In other news, insurance finally paid the surgery bill. There are still some bits and pieces unresolved (for some reason, they only want to cover 1/3 of the anaesthesia bill from surgery. Does that mean I should have been 2/3 awake? Although apparently I was) but this was the biggest chunk, and a large sigh of relief was released by all. Meaning me and probably my mom.

Friday, August 3, 2007

Wheelchair vs. Crutches vs. Cane

Pre-experience, if you had asked me which of the three would elicit the greatest sympathy from passers by, the most compassion, the strongest urge to get out of the way/give you my seat/help you with that from my fellow New Yorkers, I would have thought wheelchair, then crutches, then cane, in descending order. Turns out I was completely ass-backwards wrong.

The wheelchair, I think, falls in the 'I don't want to even think about how much is wrong with this person and I need to avert my eyes' category: our mortality has its limits, and a person in a wheelchair brings that a little too sharply into relief.

Crutches endeared me even less to those I shared the street with. They suggest skiing accident, or spelunking misadventure, which in turn implicates me as a spoiled rich girl with enough money/time to fritter away on such impracticalities that I probably deserved to get hurt. (I'm just saying.)

The cane, however. The cane has brought out the Florence Nightingale in more people than I ever would have expected. It says I'm clearly not dying, at least not yet, and I'm no longer spoiled rich girl, but somehow now plucky survivor, likely with some degenerative disease (not wrong there) but still getting along on all that pluck (such a good word I wanted to use it again) which is a quality New Yorkers adore, so let me give you my subway seat/carry your groceries/seat you for your dinner reservation before your entire party is here, and so on.

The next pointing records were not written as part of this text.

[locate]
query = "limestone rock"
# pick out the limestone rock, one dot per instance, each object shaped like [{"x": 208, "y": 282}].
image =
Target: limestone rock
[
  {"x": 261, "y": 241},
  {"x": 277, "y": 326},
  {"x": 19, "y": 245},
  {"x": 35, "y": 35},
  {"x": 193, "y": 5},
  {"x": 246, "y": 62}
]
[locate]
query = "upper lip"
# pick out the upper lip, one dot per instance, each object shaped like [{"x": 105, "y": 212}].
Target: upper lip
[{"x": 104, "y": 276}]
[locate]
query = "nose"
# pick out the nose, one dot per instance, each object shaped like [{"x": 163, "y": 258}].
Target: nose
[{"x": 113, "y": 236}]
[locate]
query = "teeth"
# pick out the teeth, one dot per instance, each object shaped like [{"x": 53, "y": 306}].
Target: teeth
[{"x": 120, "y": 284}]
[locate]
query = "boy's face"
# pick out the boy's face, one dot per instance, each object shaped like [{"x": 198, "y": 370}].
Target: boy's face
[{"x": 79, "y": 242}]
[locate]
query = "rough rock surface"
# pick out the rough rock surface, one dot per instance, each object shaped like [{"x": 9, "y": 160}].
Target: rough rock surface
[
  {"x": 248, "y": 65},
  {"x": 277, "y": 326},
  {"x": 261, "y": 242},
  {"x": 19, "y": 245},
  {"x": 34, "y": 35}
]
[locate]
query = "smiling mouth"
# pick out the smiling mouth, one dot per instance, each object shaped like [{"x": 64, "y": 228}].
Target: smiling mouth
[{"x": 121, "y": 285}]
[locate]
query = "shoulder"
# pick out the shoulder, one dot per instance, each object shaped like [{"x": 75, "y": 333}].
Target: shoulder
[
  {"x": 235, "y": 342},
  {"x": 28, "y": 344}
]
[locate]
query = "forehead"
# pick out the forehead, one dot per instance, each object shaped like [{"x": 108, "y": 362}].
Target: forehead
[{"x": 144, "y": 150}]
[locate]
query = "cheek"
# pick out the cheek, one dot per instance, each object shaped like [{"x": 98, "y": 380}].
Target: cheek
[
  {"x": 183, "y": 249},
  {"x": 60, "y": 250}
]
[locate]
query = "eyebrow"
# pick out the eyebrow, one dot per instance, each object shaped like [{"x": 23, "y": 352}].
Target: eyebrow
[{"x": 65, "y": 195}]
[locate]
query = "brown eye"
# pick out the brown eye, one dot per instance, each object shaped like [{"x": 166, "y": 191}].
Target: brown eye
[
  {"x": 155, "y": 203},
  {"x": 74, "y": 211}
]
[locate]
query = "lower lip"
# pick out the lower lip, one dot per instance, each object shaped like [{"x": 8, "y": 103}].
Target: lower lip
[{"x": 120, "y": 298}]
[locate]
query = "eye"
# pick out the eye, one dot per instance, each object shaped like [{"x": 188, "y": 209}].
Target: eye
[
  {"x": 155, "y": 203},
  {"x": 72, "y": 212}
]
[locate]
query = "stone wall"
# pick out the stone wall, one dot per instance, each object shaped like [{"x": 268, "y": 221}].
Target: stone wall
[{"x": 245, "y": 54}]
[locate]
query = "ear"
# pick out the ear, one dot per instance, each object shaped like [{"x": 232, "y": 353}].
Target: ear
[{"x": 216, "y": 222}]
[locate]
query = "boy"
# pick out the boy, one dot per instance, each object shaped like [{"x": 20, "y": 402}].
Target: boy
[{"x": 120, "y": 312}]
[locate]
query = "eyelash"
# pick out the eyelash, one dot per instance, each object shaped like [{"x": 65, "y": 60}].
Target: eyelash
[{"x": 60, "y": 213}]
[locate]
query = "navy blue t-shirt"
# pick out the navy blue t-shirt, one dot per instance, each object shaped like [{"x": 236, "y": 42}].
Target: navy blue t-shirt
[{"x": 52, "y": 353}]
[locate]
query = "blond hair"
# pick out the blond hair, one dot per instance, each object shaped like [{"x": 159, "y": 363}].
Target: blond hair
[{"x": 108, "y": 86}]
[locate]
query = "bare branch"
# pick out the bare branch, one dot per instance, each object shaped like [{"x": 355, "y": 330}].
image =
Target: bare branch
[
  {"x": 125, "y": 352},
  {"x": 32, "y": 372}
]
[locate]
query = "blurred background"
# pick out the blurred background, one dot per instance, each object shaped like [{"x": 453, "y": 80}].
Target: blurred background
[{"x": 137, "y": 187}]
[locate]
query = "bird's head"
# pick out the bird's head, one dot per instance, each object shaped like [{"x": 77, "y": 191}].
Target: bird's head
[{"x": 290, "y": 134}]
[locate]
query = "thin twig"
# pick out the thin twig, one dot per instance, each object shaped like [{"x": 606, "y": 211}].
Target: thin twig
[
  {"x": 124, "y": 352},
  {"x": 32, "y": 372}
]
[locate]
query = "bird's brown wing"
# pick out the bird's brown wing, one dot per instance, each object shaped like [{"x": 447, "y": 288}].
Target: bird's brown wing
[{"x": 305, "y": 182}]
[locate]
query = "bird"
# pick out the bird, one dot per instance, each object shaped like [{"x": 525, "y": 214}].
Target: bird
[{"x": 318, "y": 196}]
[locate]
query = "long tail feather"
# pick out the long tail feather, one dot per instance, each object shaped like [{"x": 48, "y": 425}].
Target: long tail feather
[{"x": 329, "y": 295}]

It's proven invaluable in many situations, and even more so if I protest that I'm really fine to stand up, etc (so plucky in the face of such obvious tragedy!) which I usually am anyway... as much as the cane's lingering presence in my life irritated me at first, I'm now starting to wonder if I should keep it around and perhaps pull it out for special occasions that could use a little help, like dinner reservations on a Friday night. (I'm just saying.)

Wednesday, August 1, 2007

Full Circle and Around Again

I just realized that I walked the 2 1/2 (long avenue) blocks from the subway to my apartment in full on New York City dweller take-no-prisoners double-time speed walk. Which I may have done pre-surgery, except that by the time I got to my building I would have been limping. I didn't even realize how fast I was walking until the woman walking behind me passed as I stopped at my building and I saw how fast she was going. And she didn't lap me or anything.

And nothing hurts. At all. I feel totally fine. It's a serious miracle.

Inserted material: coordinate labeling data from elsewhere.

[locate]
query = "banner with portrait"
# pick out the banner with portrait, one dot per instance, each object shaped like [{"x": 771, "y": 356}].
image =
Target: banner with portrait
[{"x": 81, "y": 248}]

Please Use Caution Opening Overhead Bins

As some contents may have shifted during flight. Namely, the fat cells in my right leg, behind the scar. There is a mildly disturbing new formation that has caused a visible (at least to me) cellulite dimple that I now like to absentmindedly put my finger in as I walk down the street. Is it solely the fault of the metal and hence will be gone when contents are reshifted next year? Possibly, although it is also not out of the question that this is the permanent new configuration of my thigh.

Oh vanity, thou art a cruel mistress. Looks like my fashion future is squarely set in to-the-knee-or-below styles. Either that or I go commando Spencer Tunick style and let it all hang out... who's with me? Anyone? Hello?